Der Bienenschwarm beginnt direkt mit dem Bau der Waben und macht das ca. 3 – 4 Wochen lang. Es ist wichtig, dass der Schwarm gut und kontinuierlich bauen kann. Die Bienen bauen aber nur, wenn es einen permanent ausreichend Futter gibt. Falls das Wetter nicht mitspielt und es mehrere Tage regnet oder kalt ist, können die Bienen kein Futter sammeln. Es ist daher sehr wichtig, dass in dem ersten Montat durchgehend ausreichend Zugefüttert wird, damit die Bienen auch wirklich ausreichend bauen können.

Praxistipp:
Füttern geht am einfachsten mit flüssigem Zuckerfutter. Dazu mischt man Zucker und Wasser im Mengenverhältniss 1:1 und gibt dieses in einen großen Becher. In den Becher legt man Steine oder Holzstück schräg rein, damit die Bienen wieder aus dem Wasser kommen und nicht ertrinken.
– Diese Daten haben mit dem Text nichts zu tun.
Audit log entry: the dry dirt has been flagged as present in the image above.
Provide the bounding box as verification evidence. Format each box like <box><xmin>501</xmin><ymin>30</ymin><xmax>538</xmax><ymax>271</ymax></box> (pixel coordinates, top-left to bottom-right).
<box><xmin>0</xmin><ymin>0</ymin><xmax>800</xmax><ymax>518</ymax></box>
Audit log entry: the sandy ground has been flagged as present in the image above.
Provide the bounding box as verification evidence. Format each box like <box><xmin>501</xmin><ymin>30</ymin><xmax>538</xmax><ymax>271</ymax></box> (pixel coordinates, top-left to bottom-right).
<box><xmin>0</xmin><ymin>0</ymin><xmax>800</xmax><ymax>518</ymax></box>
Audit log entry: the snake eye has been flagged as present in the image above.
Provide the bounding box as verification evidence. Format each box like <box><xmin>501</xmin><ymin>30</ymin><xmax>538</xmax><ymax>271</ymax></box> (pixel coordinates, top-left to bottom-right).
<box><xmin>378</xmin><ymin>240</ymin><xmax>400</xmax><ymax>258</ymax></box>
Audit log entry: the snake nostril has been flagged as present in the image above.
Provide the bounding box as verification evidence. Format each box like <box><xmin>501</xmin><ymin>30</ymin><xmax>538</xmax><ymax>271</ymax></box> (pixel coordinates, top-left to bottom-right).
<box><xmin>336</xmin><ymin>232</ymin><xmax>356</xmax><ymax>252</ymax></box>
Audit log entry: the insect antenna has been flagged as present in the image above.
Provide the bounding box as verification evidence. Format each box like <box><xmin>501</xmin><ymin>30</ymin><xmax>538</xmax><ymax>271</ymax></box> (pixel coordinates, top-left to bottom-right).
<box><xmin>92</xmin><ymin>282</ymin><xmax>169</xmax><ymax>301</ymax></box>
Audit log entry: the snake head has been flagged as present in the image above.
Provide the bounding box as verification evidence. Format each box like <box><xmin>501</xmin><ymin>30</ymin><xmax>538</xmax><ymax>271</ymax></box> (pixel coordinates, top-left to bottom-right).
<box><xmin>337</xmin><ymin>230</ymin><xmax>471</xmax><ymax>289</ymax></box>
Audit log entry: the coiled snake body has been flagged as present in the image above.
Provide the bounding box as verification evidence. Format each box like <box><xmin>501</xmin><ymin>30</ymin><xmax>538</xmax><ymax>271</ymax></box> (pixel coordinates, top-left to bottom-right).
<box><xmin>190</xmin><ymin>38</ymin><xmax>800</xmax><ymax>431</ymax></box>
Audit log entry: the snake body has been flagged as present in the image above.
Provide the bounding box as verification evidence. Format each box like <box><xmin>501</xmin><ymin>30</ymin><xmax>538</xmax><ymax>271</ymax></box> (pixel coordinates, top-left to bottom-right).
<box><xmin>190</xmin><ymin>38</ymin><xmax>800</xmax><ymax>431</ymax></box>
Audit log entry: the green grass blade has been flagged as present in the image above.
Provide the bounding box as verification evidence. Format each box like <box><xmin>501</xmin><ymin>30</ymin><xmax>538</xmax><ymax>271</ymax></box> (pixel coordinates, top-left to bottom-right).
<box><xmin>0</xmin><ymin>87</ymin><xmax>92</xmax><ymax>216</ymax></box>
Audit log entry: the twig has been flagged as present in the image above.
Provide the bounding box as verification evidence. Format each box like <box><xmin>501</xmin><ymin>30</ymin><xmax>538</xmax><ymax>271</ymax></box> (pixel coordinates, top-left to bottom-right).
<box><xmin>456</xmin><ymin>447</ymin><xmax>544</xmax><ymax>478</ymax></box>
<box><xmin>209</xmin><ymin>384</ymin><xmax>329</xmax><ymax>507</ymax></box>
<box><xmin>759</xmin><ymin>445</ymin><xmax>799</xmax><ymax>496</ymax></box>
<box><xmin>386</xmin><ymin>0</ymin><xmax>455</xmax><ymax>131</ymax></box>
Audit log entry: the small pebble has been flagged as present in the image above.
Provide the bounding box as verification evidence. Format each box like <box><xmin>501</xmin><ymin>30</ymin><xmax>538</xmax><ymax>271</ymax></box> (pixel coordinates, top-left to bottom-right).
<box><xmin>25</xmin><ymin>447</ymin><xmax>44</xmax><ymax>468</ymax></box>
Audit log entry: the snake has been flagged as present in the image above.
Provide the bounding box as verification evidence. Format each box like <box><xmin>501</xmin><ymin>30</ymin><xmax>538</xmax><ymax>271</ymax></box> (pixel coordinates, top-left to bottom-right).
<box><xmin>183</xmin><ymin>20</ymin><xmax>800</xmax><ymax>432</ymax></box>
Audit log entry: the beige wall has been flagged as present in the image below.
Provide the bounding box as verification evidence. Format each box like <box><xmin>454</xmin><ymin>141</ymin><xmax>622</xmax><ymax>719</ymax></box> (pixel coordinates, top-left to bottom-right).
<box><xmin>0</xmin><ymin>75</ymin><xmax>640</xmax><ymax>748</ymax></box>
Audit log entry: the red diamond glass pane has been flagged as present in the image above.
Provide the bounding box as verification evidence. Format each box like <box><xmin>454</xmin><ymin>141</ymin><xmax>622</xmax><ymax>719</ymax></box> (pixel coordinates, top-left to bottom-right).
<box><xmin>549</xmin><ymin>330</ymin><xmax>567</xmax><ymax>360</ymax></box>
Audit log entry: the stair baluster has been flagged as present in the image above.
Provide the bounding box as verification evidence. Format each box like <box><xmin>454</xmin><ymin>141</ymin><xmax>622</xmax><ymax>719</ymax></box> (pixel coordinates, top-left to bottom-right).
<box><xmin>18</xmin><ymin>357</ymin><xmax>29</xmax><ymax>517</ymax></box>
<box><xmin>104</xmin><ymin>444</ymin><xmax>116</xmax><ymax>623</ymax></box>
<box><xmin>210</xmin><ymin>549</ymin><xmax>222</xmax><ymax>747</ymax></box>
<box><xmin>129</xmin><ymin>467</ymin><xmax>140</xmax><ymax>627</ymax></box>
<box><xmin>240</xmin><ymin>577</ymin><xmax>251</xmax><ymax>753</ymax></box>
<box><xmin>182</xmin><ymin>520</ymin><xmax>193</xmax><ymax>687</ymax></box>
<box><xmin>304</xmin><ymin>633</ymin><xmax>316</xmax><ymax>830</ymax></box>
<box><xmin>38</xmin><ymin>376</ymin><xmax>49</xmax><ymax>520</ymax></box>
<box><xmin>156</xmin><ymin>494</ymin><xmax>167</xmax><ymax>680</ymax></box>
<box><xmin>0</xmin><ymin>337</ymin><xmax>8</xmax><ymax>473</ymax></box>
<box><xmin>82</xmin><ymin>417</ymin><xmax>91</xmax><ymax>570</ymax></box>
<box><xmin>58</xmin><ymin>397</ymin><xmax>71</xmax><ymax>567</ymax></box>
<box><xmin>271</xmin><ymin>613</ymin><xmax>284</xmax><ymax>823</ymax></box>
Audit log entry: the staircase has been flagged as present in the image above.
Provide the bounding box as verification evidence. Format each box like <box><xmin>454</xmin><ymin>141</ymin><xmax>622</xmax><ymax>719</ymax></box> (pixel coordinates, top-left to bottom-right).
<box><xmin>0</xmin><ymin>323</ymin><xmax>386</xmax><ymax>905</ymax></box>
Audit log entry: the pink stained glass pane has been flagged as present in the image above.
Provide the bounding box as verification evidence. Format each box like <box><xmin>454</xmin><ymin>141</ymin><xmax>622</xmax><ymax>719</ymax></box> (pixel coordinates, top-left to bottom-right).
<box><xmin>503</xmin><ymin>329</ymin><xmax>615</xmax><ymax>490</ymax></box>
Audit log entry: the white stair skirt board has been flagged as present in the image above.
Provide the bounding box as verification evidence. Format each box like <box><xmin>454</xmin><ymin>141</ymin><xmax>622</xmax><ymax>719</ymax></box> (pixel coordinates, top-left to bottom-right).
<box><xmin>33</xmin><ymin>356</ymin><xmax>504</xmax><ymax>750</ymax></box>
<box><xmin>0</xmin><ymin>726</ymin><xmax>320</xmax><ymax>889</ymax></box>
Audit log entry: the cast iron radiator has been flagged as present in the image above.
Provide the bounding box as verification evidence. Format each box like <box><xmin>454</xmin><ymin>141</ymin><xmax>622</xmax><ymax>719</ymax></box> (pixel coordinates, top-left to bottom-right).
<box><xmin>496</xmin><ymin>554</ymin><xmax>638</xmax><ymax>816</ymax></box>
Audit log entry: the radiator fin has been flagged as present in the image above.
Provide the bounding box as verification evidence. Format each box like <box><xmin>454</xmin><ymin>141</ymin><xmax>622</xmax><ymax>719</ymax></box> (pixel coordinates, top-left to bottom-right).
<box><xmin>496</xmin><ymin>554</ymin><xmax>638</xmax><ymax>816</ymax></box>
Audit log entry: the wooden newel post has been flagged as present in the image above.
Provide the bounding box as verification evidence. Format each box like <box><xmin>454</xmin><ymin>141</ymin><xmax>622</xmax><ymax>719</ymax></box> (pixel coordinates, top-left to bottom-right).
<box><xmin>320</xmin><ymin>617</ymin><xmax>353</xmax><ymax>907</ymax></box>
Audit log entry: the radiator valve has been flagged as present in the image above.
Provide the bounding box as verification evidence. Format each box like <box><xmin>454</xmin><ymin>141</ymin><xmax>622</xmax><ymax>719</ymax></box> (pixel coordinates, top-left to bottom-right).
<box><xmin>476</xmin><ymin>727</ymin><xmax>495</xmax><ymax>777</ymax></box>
Alternativ kann auch mit selbstgemachtem Futterteig gefüttert werden, den man aber auch über den Imkerhandel beziehen kann!

Für Jungimker empfiehlt es sich den Schwarm in den ersten Wochen durchgehend zu füttern, da man noch nicht das Gespür für Tracht und Wetter hat. Eine Überfütterung schadet den Bienen nicht, allerdings kann eine schlecht ausgebaute Bienenkiste die Bedingungen für die Überwinterung verschlechtern!

 

Der Unterschied zwischen Futterteig und Zuckerwasser besteht zum einen bei der gerigeren Räuberei-Gefahr bei Futterteig, außerdem muss der Teig nicht so oft nachgefüllt und kontrolliert werden. Der Vorteil beim Zuckerwasser ist, dass die Bienen zusätzlich auch den Wasserbedarf mit abdecken können.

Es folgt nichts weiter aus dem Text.